Particulate matter air pollution represents a profound threat to human cognitive development. PM2.5 exposure is linked to cognitive dysfunction and IQ loss, especially in children. These effects are measurable and widespread, leading to environmental health inequalities.

Current air quality standards do not reflect what we now know about cognitive health. That needs to change. Policy can move this forward by:

  • Ensuring PM2.5 limits reflect neurological risks, not just respiratory and cardiovascular risks.

  • Focusing upon key exposure locations (e.g., schools, workplaces, and homes).

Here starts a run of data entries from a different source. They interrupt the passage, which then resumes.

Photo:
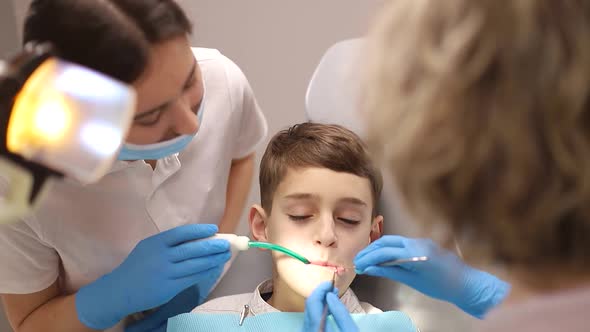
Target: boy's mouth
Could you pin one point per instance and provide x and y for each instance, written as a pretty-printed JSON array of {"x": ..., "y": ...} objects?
[{"x": 337, "y": 268}]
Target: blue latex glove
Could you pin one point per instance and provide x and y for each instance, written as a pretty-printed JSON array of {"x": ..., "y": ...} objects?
[
  {"x": 314, "y": 309},
  {"x": 444, "y": 276},
  {"x": 182, "y": 303},
  {"x": 157, "y": 269}
]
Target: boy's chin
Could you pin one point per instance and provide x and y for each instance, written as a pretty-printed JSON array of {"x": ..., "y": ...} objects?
[{"x": 304, "y": 279}]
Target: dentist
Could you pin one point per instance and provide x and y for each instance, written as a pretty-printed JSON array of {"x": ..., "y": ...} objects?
[{"x": 93, "y": 254}]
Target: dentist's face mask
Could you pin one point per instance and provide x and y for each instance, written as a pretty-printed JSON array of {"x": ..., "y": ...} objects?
[{"x": 162, "y": 149}]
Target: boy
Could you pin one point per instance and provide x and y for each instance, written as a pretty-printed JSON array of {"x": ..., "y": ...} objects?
[{"x": 319, "y": 190}]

  • Understand the role of pollution-mediated cognitive dysfunction from a health inequality perspective.

  • Regulate based on particle composition, not just size, where toxicological effects have been established.

  • Fund research into source- and composition-specific toxicity and neurological effects.

  • Design and implement adaptive regulatory frameworks that can respond effectively to new evidence.

By prioritising brain health in environmental regulation, we can mitigate pollution-related cognitive decline, enhance workplace productivity, safeguard educational attainment, and contribute to a more equitable and intellectually resilient global society.